Asia, Hongkong, Singapore, Antarctica, Australia, ROC, PRC, Etc

+0300

Europe, Turkey, Asia, Africa, Antarctica, Indian, W-SU, Etc

2022-10-06 17:00:38 +0800 (estimated time at arrival: 2022-10-06 12:00:38 +0300)

2022-10-06 21:53:09 +0300 (estimated time at departure: 2022-10-07 02:53:09 +0800)

True

2023-06-27 17:27:09

+0300

Europe, Turkey, Asia, Africa, Antarctica, Indian, W-SU, Etc

+0800

Asia, Hongkong, Singapore, Antarctica, Australia, ROC, PRC, Etc

2023-06-27 17:27:09 +0300 (estimated time at arrival: 2023-06-27 22:27:09 +0800)

2023-06-27 23:38:32 +0800 (estimated time at departure: 2023-06-27 18:38:32 +0300)

False

2024-02-12 17:09:10

+0200

EET, Europe, Asia, Libya, Israel, Africa, Egypt, Etc

+0800

Asia, Hongkong, Singapore, Antarctica, Australia, ROC, PRC, Etc

2024-02-12 17:09:10 +0200 (estimated time at arrival: 2024-02-12 23:09:10 +0800)

2024-02-13 01:53:33 +0800 (estimated time at departure: 2024-02-12 19:53:33 +0200)

False

We clearly observe that 2 timezone changes are not possible.

Indeed in these impossible results, if we consider these results as traveling from Jia Tan, then we can observe that:

  • Jia Tan departed from Europe (+0200) at 17:27:09 and arrived in Asia (+0800) at 23:38:32 (18:38:32 at Europe time +0200), hence 1 hour of traveling to travel almost 8000km;

  • Jia Tan departed from Asia (+0800) at 17:09:10 and arrived in Europe (+0200) at 01:53:33 (19:53:33 at Asia time +0800), hence, again, 1 hour of traveling to travel almost 8000km;

Conclusion, Jia Tan is so blasting fast. I want to know the name of his airline!

Interpretation

The results show that Jia Tan also known as JiaT75:

  • Contributed 449 commits to the repository.
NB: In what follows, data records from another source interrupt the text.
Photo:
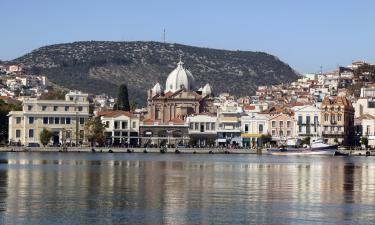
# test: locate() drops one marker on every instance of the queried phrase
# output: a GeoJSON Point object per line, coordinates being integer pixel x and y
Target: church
{"type": "Point", "coordinates": [168, 108]}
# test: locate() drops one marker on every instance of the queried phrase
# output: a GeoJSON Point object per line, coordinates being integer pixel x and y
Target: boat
{"type": "Point", "coordinates": [318, 147]}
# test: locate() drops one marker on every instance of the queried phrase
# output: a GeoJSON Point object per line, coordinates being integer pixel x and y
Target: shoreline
{"type": "Point", "coordinates": [135, 150]}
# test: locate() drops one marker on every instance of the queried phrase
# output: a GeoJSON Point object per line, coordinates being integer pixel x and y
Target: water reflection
{"type": "Point", "coordinates": [185, 189]}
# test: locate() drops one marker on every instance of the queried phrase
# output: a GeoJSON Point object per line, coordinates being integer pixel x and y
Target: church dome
{"type": "Point", "coordinates": [207, 90]}
{"type": "Point", "coordinates": [156, 90]}
{"type": "Point", "coordinates": [179, 78]}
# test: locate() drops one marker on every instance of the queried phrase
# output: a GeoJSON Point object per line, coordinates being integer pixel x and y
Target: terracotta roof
{"type": "Point", "coordinates": [366, 116]}
{"type": "Point", "coordinates": [115, 113]}
{"type": "Point", "coordinates": [248, 107]}
{"type": "Point", "coordinates": [176, 121]}
{"type": "Point", "coordinates": [168, 94]}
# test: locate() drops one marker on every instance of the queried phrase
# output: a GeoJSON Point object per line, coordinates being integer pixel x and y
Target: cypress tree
{"type": "Point", "coordinates": [123, 98]}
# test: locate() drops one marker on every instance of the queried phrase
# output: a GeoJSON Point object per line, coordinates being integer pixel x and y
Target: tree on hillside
{"type": "Point", "coordinates": [5, 108]}
{"type": "Point", "coordinates": [94, 130]}
{"type": "Point", "coordinates": [45, 136]}
{"type": "Point", "coordinates": [122, 99]}
{"type": "Point", "coordinates": [55, 94]}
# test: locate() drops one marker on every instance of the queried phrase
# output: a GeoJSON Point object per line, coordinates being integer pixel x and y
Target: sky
{"type": "Point", "coordinates": [306, 34]}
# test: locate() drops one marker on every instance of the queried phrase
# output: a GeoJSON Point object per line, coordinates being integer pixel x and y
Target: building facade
{"type": "Point", "coordinates": [253, 126]}
{"type": "Point", "coordinates": [337, 116]}
{"type": "Point", "coordinates": [202, 130]}
{"type": "Point", "coordinates": [64, 118]}
{"type": "Point", "coordinates": [307, 121]}
{"type": "Point", "coordinates": [121, 128]}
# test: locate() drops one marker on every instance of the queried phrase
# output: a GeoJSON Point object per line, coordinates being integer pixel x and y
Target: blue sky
{"type": "Point", "coordinates": [305, 34]}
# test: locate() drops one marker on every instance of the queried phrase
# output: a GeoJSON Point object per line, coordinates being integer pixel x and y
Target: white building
{"type": "Point", "coordinates": [253, 126]}
{"type": "Point", "coordinates": [121, 128]}
{"type": "Point", "coordinates": [307, 121]}
{"type": "Point", "coordinates": [64, 118]}
{"type": "Point", "coordinates": [202, 129]}
{"type": "Point", "coordinates": [229, 123]}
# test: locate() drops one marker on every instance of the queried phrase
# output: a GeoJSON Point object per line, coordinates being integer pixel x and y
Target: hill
{"type": "Point", "coordinates": [100, 66]}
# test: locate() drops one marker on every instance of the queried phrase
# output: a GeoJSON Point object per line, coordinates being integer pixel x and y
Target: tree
{"type": "Point", "coordinates": [5, 108]}
{"type": "Point", "coordinates": [306, 141]}
{"type": "Point", "coordinates": [364, 141]}
{"type": "Point", "coordinates": [94, 130]}
{"type": "Point", "coordinates": [45, 136]}
{"type": "Point", "coordinates": [265, 139]}
{"type": "Point", "coordinates": [122, 99]}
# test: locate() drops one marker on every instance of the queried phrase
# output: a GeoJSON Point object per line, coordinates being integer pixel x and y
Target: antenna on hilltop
{"type": "Point", "coordinates": [164, 35]}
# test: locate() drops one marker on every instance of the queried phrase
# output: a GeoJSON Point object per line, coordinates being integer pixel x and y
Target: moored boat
{"type": "Point", "coordinates": [318, 147]}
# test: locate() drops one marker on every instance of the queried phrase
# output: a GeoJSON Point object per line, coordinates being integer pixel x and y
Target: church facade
{"type": "Point", "coordinates": [168, 109]}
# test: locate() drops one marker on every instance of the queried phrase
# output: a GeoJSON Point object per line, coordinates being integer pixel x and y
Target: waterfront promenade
{"type": "Point", "coordinates": [352, 152]}
{"type": "Point", "coordinates": [136, 150]}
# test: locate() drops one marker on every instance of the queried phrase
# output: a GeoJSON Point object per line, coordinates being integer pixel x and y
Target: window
{"type": "Point", "coordinates": [18, 133]}
{"type": "Point", "coordinates": [260, 128]}
{"type": "Point", "coordinates": [332, 118]}
{"type": "Point", "coordinates": [308, 120]}
{"type": "Point", "coordinates": [299, 120]}
{"type": "Point", "coordinates": [31, 133]}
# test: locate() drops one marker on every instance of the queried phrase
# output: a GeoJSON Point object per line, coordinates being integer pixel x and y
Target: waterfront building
{"type": "Point", "coordinates": [307, 121]}
{"type": "Point", "coordinates": [281, 123]}
{"type": "Point", "coordinates": [121, 128]}
{"type": "Point", "coordinates": [202, 129]}
{"type": "Point", "coordinates": [337, 116]}
{"type": "Point", "coordinates": [64, 118]}
{"type": "Point", "coordinates": [253, 126]}
{"type": "Point", "coordinates": [167, 111]}
{"type": "Point", "coordinates": [365, 129]}
{"type": "Point", "coordinates": [229, 123]}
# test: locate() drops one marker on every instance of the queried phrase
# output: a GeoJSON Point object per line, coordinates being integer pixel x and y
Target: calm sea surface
{"type": "Point", "coordinates": [86, 188]}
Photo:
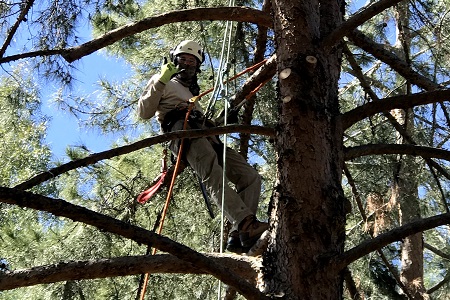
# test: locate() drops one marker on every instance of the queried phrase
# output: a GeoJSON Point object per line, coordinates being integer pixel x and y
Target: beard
{"type": "Point", "coordinates": [188, 72]}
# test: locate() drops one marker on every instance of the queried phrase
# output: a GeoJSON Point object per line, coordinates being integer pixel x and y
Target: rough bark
{"type": "Point", "coordinates": [307, 213]}
{"type": "Point", "coordinates": [62, 208]}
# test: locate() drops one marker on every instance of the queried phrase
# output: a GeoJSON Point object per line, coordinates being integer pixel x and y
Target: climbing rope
{"type": "Point", "coordinates": [152, 190]}
{"type": "Point", "coordinates": [169, 193]}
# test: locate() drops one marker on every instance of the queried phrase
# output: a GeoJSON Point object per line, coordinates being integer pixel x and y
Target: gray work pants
{"type": "Point", "coordinates": [203, 159]}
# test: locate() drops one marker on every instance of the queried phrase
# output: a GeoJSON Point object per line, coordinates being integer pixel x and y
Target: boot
{"type": "Point", "coordinates": [250, 230]}
{"type": "Point", "coordinates": [234, 243]}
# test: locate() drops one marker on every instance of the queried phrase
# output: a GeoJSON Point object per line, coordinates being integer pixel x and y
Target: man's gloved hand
{"type": "Point", "coordinates": [233, 116]}
{"type": "Point", "coordinates": [168, 69]}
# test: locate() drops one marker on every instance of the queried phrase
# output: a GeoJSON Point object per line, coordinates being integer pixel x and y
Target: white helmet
{"type": "Point", "coordinates": [189, 47]}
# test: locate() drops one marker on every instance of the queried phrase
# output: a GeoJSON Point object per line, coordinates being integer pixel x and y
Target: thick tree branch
{"type": "Point", "coordinates": [12, 31]}
{"type": "Point", "coordinates": [239, 14]}
{"type": "Point", "coordinates": [391, 236]}
{"type": "Point", "coordinates": [351, 117]}
{"type": "Point", "coordinates": [243, 266]}
{"type": "Point", "coordinates": [356, 20]}
{"type": "Point", "coordinates": [381, 149]}
{"type": "Point", "coordinates": [264, 73]}
{"type": "Point", "coordinates": [30, 54]}
{"type": "Point", "coordinates": [77, 213]}
{"type": "Point", "coordinates": [94, 158]}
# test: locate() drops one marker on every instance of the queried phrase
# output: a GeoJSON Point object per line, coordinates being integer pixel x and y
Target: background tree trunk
{"type": "Point", "coordinates": [405, 188]}
{"type": "Point", "coordinates": [307, 211]}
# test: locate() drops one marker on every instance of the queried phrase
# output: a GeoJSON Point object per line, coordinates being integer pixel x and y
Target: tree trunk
{"type": "Point", "coordinates": [405, 183]}
{"type": "Point", "coordinates": [307, 212]}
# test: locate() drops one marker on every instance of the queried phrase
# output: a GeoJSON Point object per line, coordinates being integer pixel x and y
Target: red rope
{"type": "Point", "coordinates": [177, 164]}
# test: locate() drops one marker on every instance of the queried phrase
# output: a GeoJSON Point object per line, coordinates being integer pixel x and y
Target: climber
{"type": "Point", "coordinates": [167, 95]}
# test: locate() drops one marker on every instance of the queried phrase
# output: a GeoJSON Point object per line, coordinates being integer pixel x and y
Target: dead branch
{"type": "Point", "coordinates": [77, 213]}
{"type": "Point", "coordinates": [96, 157]}
{"type": "Point", "coordinates": [239, 14]}
{"type": "Point", "coordinates": [391, 236]}
{"type": "Point", "coordinates": [12, 31]}
{"type": "Point", "coordinates": [356, 20]}
{"type": "Point", "coordinates": [380, 149]}
{"type": "Point", "coordinates": [403, 101]}
{"type": "Point", "coordinates": [244, 266]}
{"type": "Point", "coordinates": [378, 51]}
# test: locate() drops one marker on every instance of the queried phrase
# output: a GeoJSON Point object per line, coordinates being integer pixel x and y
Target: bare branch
{"type": "Point", "coordinates": [356, 20]}
{"type": "Point", "coordinates": [437, 251]}
{"type": "Point", "coordinates": [391, 236]}
{"type": "Point", "coordinates": [94, 158]}
{"type": "Point", "coordinates": [380, 149]}
{"type": "Point", "coordinates": [378, 50]}
{"type": "Point", "coordinates": [403, 101]}
{"type": "Point", "coordinates": [12, 31]}
{"type": "Point", "coordinates": [239, 14]}
{"type": "Point", "coordinates": [30, 54]}
{"type": "Point", "coordinates": [244, 266]}
{"type": "Point", "coordinates": [77, 213]}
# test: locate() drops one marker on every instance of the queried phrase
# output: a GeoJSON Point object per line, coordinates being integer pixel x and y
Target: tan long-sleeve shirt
{"type": "Point", "coordinates": [158, 98]}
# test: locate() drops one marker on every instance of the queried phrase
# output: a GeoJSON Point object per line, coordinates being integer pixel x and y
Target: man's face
{"type": "Point", "coordinates": [188, 63]}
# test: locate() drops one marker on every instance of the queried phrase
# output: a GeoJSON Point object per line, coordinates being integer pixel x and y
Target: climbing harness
{"type": "Point", "coordinates": [162, 178]}
{"type": "Point", "coordinates": [169, 193]}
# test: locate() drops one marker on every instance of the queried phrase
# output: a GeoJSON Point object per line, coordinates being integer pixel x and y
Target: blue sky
{"type": "Point", "coordinates": [63, 128]}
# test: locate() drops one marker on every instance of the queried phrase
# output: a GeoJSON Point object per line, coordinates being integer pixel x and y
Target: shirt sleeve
{"type": "Point", "coordinates": [149, 100]}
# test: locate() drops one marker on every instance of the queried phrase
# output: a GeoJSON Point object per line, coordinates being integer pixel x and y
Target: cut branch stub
{"type": "Point", "coordinates": [285, 73]}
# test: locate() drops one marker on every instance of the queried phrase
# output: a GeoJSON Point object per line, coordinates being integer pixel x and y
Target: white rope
{"type": "Point", "coordinates": [220, 80]}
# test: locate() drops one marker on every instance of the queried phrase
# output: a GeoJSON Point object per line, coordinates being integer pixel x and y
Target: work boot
{"type": "Point", "coordinates": [250, 230]}
{"type": "Point", "coordinates": [234, 243]}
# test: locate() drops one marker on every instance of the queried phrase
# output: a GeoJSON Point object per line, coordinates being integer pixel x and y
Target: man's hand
{"type": "Point", "coordinates": [167, 71]}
  • Operated from 3 different timezones during his activity period.

  • Exhibited 14 timezone changes, exceeding the threshold of 2, which flags them as “suspicious.”

These irregular patterns warrant further investigation and could have raised red flags before the backdoor was merged.

Obviously not all activities are not suspicious. The result above also show legit activity like the ones from Lasse and Jonathan. But the one from Jia as been proven to be security attack lead through social engineering.

Lessons Learned

This case highlights the importance of monitoring contributor activity, especially in critical open source projects.

By using tools like Defected, maintainers can:

  1. Proactively identify suspicious contributors.

  2. Investigate anomalies in commit patterns.

  3. Prevent security risks, such as backdoors, before they impact end users.

Why This Matters

The case of Jia Tan (JiaT75) is a reminder that even trusted repositories can be compromised. Open source maintainers need tools like Defected to protect their projects from potential threats by identifying early warning signs such as irregular timezone changes.

Obviously, not all timezone changes are suspicious, many of them are legit, but like demonstrated by xz example some are real attempts. JiaT75 tried to show that he was located in Asia where some timezone changes reflect Eastern Europe timezone.

That’s like a cold case where a small oversights can reveal significant details.